Tailored hydrogel entrapped catalyst with highly active, controlled catalytic activity for the removal of 4-nitrophenol (4-NP)

In catalytic reactions, achieving large specific surface area immobilisation of the catalyst is an important factor affecting the catalytic effect, however, the primary challenges in utilizing hydrogels as catalyst carriers are to enhance the mechanical properties of the hydrogel to improve the activity and controllability of the catalyst. In this study, a new structure of P(AM-co-AA)/SMA/NH2-SiO2 hydrogels was synthesized via free radical polymerization, and the effects of the content of AA and NH2-SiO2 on the mechanical properties of the hydrogels were investigated. Without the use of additional cross-linking agents, both a chemical cross-linking network and a hydrophobic linkage network were established, which effectively reconstructed the structure of the hydrogels and dissipated energy. As a result, P(AM-co-AA-1.5 %)/SMA/NH2-SiO2-0.5 % hydrogel exhibited high mechanical properties, with tensile strength, elongation, and toughness reaching 1456 KPa, 4605 %, and 23.59 MJ/m3, respectively. This hydrogel can be utilized as a template for in situ and stable Ag NPs.

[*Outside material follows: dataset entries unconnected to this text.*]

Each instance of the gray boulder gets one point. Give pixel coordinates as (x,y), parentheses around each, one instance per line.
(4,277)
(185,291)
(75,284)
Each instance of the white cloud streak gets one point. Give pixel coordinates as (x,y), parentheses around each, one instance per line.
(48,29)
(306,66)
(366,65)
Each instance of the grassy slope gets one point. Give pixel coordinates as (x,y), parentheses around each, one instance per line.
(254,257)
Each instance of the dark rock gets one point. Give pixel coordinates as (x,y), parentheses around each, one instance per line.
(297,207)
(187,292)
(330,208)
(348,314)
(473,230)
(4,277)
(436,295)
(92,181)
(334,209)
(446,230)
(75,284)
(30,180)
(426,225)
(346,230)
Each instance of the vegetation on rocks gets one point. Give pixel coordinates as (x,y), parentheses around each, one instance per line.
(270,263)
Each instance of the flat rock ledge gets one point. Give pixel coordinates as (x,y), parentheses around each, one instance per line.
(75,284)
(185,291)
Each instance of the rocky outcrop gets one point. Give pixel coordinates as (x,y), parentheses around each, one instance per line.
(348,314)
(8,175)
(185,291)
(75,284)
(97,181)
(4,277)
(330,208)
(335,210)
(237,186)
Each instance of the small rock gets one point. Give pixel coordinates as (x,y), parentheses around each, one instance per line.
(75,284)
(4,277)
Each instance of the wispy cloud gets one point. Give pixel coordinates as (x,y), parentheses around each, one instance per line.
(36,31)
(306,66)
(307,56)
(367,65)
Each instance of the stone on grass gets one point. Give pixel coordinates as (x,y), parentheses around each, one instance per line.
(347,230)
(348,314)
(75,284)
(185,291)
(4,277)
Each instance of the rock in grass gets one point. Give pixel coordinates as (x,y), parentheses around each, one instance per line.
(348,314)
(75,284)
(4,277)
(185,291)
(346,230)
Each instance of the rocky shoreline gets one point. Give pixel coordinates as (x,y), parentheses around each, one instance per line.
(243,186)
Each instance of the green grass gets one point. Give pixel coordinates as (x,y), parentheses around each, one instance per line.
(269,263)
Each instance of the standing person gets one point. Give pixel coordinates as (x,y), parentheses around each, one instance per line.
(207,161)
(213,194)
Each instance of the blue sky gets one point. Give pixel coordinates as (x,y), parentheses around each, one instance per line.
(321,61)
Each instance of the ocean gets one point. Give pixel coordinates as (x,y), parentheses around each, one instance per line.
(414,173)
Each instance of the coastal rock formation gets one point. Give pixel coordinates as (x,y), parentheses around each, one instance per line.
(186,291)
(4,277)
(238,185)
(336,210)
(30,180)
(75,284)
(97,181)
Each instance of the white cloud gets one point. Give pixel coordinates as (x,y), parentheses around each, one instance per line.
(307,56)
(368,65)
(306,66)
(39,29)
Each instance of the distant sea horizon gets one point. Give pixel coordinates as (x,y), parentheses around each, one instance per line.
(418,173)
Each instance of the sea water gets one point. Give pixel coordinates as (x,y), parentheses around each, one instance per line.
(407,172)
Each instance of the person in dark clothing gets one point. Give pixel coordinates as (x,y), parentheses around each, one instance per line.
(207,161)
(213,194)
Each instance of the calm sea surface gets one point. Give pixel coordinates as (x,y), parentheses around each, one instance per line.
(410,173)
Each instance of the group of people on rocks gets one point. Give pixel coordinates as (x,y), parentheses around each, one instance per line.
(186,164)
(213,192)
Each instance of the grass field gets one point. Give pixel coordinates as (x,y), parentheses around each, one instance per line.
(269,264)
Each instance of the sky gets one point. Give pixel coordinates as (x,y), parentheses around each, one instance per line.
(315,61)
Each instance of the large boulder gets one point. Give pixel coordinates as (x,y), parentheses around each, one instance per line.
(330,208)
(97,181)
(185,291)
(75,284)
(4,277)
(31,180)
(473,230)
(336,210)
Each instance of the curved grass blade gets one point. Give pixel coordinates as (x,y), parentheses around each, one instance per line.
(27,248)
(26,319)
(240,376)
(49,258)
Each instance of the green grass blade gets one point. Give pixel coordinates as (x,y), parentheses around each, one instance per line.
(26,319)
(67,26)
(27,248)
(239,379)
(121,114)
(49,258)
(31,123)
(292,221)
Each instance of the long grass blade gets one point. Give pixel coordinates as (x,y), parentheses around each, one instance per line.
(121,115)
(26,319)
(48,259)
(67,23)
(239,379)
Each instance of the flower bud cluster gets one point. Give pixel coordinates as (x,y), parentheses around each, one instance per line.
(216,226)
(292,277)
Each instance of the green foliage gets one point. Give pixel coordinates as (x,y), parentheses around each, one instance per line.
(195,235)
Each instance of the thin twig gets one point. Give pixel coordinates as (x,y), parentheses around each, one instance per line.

Additionally, P(AM-co-AA)/SMA/NH2-SiO2@Ag composite hydrogels were prepared using cation exchange and in situ reduction methods for the catalytic reduction of 4-nitrophenol (4-NP). The composite hydrogel exhibited fast catalysis, high efficiency, stable cycling, recyclability and adjustable catalytic activity at 35 °C with Kapp = 0.811 min−1. Furthermore, using this composite hydrogel alleviated the need for separating metal nanoparticle catalysts from the reaction system, thereby enabling the development of robust hydrogel materials with controlled catalytic activity for the wastewater treatment industry.